A few months ago, colleagues of George Osborne were worried the Chancellor risked ‘banking the recovery’ too early. If they’re still worried about that, then Osborne certainly isn’t. Today he’s delivering a speech attacking economic pessimists who he says can be proven wrong: ‘Our nation’s best days lie ahead’. He will say:

‘The evidence increasingly shows that monetary policy, broadly defined and effectively deployed, can work but with two caveats. Banks need to be well capitalised so that the monetary transmission system is working. And there needs to be credible fiscal policy.’

His speech will also characterise what ‘proponents of secular stagnation’ argue for: ‘further fiscal stimulus and higher government debt’.

Who is the Chancellor talking about here? Well, Ed Miliband has been out and about ‘ridiculing‘ the Government’s claims that the economy is mending. He still thinks that there are sufficient numbers of voters who still feel as though life is very tricky (and for whom a ‘savings revolution’ in the recent Budget seems rather pointless when they’re trying to spin their pay check out to the end of the month, let alone put away £15,000).

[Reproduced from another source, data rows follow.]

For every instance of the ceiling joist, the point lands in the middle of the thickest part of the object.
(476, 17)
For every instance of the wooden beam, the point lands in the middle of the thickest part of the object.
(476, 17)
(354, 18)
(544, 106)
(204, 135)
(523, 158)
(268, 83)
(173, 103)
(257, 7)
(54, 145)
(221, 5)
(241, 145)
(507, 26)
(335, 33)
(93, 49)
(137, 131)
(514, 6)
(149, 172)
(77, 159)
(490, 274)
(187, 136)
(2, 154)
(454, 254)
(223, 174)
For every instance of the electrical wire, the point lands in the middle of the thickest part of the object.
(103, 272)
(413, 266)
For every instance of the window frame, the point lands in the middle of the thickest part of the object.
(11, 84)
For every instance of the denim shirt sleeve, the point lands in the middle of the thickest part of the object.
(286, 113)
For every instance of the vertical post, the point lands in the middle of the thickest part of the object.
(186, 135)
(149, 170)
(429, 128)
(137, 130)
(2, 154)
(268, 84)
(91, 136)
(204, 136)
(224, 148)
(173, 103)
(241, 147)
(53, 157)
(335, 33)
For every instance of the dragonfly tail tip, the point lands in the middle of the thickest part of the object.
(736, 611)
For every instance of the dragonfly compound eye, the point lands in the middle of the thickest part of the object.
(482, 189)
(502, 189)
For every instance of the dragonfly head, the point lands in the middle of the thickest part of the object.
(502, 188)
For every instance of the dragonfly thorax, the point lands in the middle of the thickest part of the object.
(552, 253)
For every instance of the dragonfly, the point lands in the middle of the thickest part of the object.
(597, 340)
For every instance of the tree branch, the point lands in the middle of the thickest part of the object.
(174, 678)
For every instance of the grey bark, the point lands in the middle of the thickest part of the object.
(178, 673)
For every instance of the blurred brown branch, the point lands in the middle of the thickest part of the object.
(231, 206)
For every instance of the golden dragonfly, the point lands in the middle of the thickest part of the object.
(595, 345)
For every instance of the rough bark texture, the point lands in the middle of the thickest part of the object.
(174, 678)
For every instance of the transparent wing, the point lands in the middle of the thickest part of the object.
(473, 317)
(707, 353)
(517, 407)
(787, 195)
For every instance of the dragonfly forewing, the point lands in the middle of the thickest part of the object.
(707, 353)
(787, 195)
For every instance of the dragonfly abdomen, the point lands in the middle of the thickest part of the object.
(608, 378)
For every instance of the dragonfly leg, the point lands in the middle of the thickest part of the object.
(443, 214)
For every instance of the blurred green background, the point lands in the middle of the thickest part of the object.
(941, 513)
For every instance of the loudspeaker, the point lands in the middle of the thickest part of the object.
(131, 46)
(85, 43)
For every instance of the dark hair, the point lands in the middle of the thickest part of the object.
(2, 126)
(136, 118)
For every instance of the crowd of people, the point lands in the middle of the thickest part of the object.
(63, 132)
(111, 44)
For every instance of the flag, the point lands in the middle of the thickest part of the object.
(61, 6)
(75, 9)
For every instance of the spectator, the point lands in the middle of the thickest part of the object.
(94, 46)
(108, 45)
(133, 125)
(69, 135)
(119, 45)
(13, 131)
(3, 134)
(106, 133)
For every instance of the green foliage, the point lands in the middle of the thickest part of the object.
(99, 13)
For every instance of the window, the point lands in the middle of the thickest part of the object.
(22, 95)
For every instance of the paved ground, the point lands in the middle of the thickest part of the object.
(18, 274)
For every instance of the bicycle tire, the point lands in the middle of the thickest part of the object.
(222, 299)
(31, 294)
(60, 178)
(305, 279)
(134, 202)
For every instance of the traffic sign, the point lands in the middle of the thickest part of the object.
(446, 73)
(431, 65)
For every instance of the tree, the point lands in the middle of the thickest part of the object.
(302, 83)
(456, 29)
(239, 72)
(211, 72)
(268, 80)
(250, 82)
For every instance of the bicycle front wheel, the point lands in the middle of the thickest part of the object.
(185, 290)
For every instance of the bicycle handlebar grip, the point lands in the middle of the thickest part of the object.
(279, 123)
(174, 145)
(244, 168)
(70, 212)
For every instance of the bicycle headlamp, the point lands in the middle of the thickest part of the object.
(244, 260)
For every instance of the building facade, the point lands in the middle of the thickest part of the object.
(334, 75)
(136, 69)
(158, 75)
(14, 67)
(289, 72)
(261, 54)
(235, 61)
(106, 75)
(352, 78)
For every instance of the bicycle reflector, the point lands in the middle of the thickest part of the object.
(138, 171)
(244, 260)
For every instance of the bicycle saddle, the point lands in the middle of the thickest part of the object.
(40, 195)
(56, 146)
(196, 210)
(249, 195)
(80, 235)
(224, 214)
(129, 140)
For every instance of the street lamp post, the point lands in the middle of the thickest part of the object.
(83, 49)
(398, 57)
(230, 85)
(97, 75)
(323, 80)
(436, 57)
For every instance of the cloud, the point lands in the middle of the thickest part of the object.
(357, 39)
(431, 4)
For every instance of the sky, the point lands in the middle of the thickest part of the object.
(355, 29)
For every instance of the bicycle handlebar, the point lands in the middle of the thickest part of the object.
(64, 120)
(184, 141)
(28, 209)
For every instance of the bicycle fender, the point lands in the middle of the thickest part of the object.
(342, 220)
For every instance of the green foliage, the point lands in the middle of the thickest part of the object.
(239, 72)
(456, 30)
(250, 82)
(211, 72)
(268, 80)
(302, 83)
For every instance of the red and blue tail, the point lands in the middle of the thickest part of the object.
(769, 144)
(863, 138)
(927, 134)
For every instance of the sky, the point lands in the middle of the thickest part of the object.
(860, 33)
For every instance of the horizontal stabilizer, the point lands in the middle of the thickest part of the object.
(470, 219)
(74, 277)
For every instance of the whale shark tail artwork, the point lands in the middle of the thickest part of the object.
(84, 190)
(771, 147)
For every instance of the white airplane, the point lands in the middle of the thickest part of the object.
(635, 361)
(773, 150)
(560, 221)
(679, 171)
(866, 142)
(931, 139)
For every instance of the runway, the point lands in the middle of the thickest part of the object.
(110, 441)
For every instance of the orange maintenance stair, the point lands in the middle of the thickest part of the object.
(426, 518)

But Osborne is delivering this speech in Washington, where he is attending the spring meetings of the IMF and the World Bank. The IMF is once again a wise and prescient organisation after it upgraded Britain’s growth forecast for this year to 2.9%, making it the fastest growing of any of the G7 economies. Osborne wants to remind the organisation of the ‘playing with fire’ remarks of its chief economist Olivier Blanchard. Osborne wants to bank the recovery for sure – and bank that he was right about it, too.